O'Brian enjoys a sparkling success while playing with distinctly
modern themes - in this 17th installment of the lives of Jack
Aubrey and Stephen Maturin, best friends and seafaring warriors of
the Napoleonic Wars. Following on the botched South American
adventures of The Wine-Dark Sea (1993), Aubrey and Maturin find
themselves battling the perils of domesticity in an England
recognizable from the pages of Jane Austen's Persuasion. In
episodes of Aubrey at home with his wife and children and a
mother-in-law-turned-bookie, the author expands Austen's portrait
of landlocked, rather female concerns - relations among in-laws,
etiquette and ambition among the gentry - to show how slavery, the
spoils of war, and financial trickery formed the underpinnings of
that romanticized and "genteel" society. Maturin's problems are
more dramatic: His previously unseen daughter Brigid is autistic,
his wife Diana has fled in despair, his addiction to coca leaves
has replaced his former appetite for liquid opium. Worse, a
homosexual lord is being blackmailed by French agents to denounce
Maturin for harboring two transported persons, the penalty for
which, given Maturin's French-Irish background, could be the
gallows. These themes mix powerfully when Aubrey is ordered to take
a squadron and suppress the slave trade on Africa's West Coast,
with secret orders to double back and intercept a French invasion
of Ireland. One of Aubrey's captains is homosexual, a capable man
flawed by his inability to keep his hands off his more comely
crewmen. Meanwhile, Maturin's enlightened 18th-century speculations
on love, sex, and politics endow the action with rich, often comic,
ironies, expressed as always in O'Brian's hyperbolic, nearly
Joycean flights of rhetoric. A mesmerizing performance on many
levels - as history, as story, as literature - this novel
transcends two genres in one stroke, the domestic romance and the
seafaring hero's tale.
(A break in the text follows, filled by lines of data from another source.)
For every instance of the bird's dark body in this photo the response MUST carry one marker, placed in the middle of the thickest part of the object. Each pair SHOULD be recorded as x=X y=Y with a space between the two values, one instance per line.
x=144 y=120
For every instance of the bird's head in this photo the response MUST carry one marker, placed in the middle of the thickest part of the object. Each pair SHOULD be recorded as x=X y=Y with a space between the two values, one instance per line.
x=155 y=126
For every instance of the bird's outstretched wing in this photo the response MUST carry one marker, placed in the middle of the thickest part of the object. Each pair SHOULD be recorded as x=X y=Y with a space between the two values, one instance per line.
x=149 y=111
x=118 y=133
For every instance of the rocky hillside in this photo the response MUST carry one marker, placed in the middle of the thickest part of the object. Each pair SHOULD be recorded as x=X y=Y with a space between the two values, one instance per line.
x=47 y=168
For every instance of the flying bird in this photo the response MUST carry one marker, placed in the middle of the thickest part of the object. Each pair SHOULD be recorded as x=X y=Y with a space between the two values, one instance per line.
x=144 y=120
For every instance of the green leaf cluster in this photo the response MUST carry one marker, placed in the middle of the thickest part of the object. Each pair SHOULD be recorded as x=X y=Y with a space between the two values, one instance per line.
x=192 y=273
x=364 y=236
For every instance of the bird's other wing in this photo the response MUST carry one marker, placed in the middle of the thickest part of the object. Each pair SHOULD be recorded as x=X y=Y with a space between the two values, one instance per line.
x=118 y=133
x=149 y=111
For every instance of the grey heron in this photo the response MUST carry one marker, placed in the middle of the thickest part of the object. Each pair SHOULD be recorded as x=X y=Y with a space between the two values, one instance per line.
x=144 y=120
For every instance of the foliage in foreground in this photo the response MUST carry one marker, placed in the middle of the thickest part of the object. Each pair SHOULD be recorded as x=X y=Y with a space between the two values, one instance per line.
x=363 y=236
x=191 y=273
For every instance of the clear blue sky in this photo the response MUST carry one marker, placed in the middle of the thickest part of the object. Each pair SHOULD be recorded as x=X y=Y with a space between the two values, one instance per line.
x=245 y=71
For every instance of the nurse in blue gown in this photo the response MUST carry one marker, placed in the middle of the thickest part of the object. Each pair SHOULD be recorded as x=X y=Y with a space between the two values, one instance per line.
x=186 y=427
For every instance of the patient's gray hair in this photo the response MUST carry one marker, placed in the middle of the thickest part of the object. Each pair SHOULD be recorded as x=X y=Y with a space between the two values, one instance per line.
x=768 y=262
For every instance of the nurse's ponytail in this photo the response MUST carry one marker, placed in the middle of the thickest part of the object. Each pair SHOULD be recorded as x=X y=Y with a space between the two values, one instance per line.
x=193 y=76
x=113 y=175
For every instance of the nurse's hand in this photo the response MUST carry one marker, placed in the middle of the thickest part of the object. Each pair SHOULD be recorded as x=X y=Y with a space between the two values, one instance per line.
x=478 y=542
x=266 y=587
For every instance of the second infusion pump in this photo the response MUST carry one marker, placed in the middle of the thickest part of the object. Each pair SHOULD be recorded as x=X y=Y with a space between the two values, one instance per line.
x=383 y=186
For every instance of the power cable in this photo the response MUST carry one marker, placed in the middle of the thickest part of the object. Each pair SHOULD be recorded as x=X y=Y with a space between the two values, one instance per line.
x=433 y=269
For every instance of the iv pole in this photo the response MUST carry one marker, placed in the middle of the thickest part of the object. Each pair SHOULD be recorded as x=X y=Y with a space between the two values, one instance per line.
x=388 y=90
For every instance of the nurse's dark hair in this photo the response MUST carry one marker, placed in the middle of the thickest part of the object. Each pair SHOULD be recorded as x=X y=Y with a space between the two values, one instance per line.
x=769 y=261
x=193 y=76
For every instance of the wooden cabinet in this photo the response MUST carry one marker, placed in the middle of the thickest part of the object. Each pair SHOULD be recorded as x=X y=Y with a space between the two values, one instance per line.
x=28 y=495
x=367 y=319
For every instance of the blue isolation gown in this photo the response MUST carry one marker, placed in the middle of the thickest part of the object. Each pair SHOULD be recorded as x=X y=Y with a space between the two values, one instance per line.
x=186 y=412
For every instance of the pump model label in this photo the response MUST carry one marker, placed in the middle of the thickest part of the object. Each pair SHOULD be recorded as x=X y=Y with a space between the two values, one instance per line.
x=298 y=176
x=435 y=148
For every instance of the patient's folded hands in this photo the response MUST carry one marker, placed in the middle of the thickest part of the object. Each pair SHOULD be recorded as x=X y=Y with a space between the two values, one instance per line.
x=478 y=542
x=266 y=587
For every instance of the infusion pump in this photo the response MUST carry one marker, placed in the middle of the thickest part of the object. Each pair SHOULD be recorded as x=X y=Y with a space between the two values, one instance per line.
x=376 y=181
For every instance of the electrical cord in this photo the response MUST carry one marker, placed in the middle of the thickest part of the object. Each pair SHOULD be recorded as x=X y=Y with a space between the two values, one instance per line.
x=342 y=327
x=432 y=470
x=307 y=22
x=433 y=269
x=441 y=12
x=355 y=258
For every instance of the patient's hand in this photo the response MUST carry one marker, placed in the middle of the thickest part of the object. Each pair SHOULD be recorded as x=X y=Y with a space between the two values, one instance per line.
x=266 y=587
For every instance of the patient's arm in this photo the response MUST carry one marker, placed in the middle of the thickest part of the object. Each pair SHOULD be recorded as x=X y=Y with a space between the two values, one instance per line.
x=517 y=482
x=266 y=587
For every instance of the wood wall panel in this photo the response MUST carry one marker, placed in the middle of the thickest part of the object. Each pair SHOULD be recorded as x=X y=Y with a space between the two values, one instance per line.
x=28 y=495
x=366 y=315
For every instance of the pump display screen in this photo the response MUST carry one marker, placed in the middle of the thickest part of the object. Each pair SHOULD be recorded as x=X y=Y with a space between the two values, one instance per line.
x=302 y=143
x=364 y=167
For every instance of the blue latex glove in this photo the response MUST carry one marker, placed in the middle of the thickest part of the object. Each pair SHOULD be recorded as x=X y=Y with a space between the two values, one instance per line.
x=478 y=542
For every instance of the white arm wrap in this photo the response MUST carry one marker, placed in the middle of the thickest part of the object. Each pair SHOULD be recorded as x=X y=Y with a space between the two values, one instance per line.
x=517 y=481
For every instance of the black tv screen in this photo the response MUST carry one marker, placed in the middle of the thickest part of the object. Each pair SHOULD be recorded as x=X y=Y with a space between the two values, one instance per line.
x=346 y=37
In doing so, O'Brian bids to be considered
the rightful heir not just of C.S. Forester, but of Jane Austen
herself. (Kirkus Reviews)
Jack Aubrey's long service is at last rewarded: he is promoted to the rank of Commodore and given a squadron of ships to command. His mission is twofold - to make a large dent in the slave trade off the coast of Africa and, on his return, to intercept a French fleet set for Bantry Bay with a cargo of weapons for the disaffected among the Irish. Invention and surprise follow at every turn in this tale of nineteenth-century seamanship, as rich, as compelling, as masterly as any of its predecessors.